Maybe the government still thinks the Proton is one of the greatest human inventions since compass. Already Malaysia premier Badawi stressed the identity of Proton will remains in the history of mankind. Your guess is as good as mine if it’s willing to sell the majority stake to Volkswagen. At the same time, the government wants the new partner to turnaround the sick company to profitable soonest possible. Proton might have set some impossible conditions which are not viable from the business’ perspective. With all these childish conditions, it’s a matter of time before the talk collapse.
Malaysian Prime Minister Abdullah Ahmad Badawi last week also said Proton was in talks with Volkswagen AG and would turn to US auto giant General Motors Corp. (NYSE : GM, stock) if those discussions failed. Maybe he knows the talk with Volkswagen will fails with such a statement.
Malaysia has already extended the deadline for a decision once, after saying last November it aimed to announce a partner by the end of January. The government had set a deadline of this Saturday for announcing a partner for Proton but Malaysian Deputy Prime Minister Najib Razak said Wednesday the the deadline might not be met.

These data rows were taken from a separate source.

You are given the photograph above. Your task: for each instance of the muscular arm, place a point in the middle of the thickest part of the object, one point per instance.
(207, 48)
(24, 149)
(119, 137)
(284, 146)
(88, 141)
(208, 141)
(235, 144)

“But it doesn’t matter,” he was quoted as saying by the state Bernama news agency. If you read it right, the statement from Najib meant the government is not very particular concern if the talk goes through. Why set a deadline then if it’s not important? Losing money every quarter and it’s still not important enough to find a solution to it? Maybe losing face is much severe than losing hundreds of millions of dollars.
So it’s up to General Motors’s turn to harass Proton as it’s the only candidate left to become the strategic partner of Proton. Should the talk fails again you can see more of the taxpayers’ money goes into bailing out the pet project of former premier, Mahathir. With this latest news, Proton’s stock price might see continuous sell-down.